Posts em Redes Sociais
As imagens e vídeos de Wesley Bruno manifestando apoio público aos candidatos, inclusive vestindo a camisa da campanha, foram considerados atos “perfeitamente lícitos e comuns no contexto das campanhas eleitorais”.
Os Bastidores do Processo: Reunião das Ações e Defesa dos Acusados
O processo teve início com duas ações separadas, uma Representação Especial e uma AIJE, que foram reunidas para julgamento conjunto por tratarem exatamente dos mesmos fatos, com identidade de réus e testemunhas. A medida, amparada pelo art. 96-B da Lei nº 9.504/1997 , visou garantir a economia processual e a segurança jurídica, evitando decisões conflitantes. A defesa dos eleitos, desde o início, sustentou a ilicitude das gravações e argumentou que os valores transferidos se referiam a serviços lícitos de divulgação e publicidade prestados pelo influenciador.
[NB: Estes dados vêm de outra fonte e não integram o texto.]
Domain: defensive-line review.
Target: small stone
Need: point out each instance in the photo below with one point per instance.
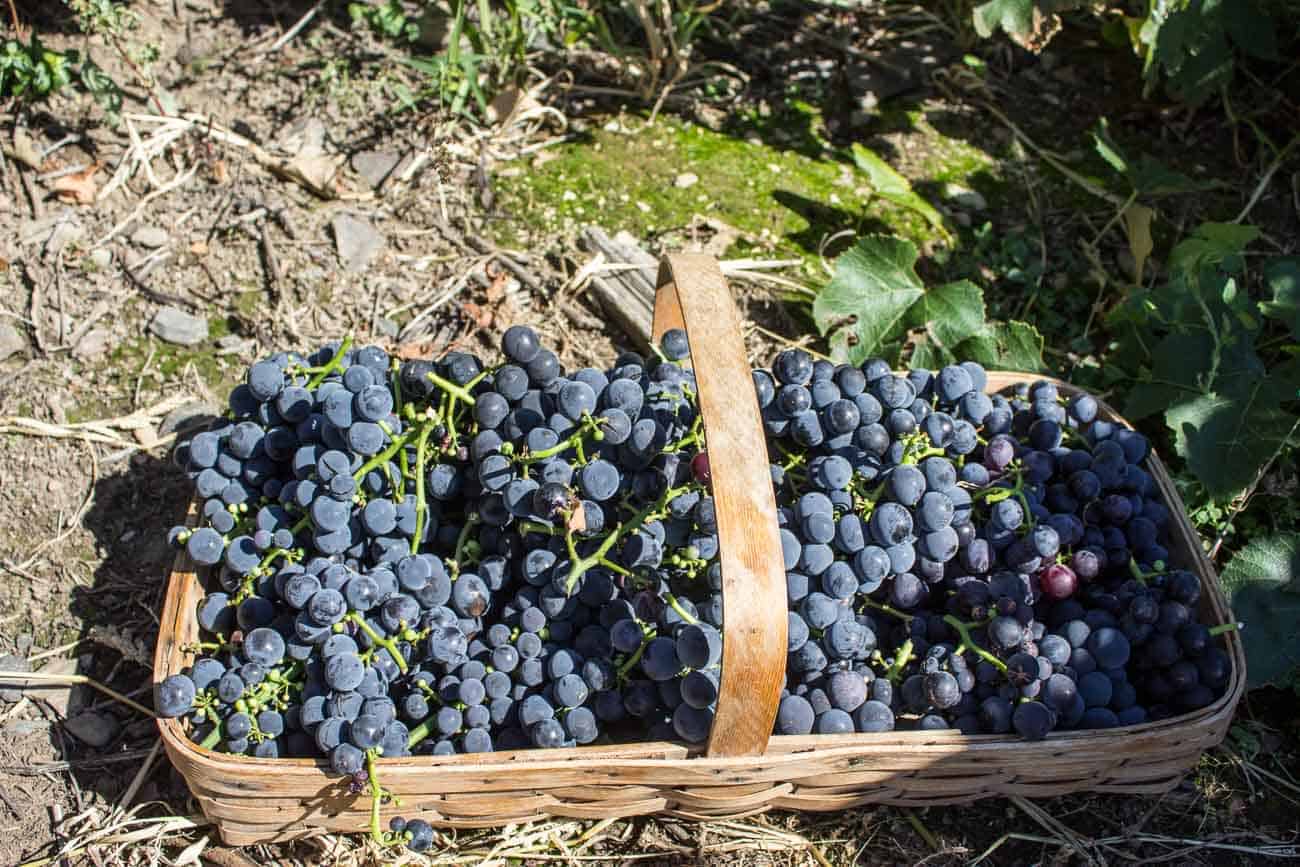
(8, 662)
(22, 728)
(190, 415)
(151, 237)
(177, 326)
(965, 198)
(92, 345)
(11, 341)
(52, 233)
(57, 696)
(94, 728)
(376, 167)
(356, 241)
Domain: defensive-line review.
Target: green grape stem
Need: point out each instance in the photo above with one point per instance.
(969, 644)
(900, 662)
(213, 737)
(580, 564)
(676, 606)
(421, 507)
(458, 393)
(588, 428)
(889, 610)
(636, 657)
(462, 542)
(376, 638)
(377, 794)
(332, 365)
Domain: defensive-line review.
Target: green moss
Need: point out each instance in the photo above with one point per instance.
(784, 193)
(772, 177)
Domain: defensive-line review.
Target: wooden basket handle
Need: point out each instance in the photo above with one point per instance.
(693, 295)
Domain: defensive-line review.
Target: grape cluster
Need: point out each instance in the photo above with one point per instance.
(438, 556)
(988, 563)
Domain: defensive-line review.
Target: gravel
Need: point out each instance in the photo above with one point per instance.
(356, 241)
(177, 326)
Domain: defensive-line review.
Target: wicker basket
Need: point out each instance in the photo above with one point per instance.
(742, 770)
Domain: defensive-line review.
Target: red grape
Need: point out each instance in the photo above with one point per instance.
(1058, 581)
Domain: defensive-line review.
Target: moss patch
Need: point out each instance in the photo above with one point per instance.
(784, 196)
(774, 178)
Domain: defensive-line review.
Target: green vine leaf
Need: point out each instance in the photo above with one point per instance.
(1005, 346)
(1283, 277)
(950, 313)
(1212, 243)
(874, 286)
(1230, 434)
(1262, 581)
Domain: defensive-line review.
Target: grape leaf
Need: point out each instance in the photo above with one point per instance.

Conclusão: Certeza Jurídica e a Manutenção dos Mandatos
Ao final da sentença, o juiz Frank Daniel Ferreira Neri concluiu que a ausência de provas robustas impede a aplicação das severas sanções de cassação de registro ou diploma. Ele enfatizou que “a cassação de mandatos eletivos exige certeza jurídica, construída sobre bases probatórias sólidas e incontestáveis, o que, definitivamente, não se deu no presente caso”.
Dessa forma, os pedidos foram julgados improcedentes, e os processos extintos, com resolução do mérito, conforme o art. 487, I, do Código de Processo Civil. Os eleitos permanecem em seus cargos. A decisão ainda cabe recurso ao Tribunal Regional Eleitoral da Bahia (TRE-BA).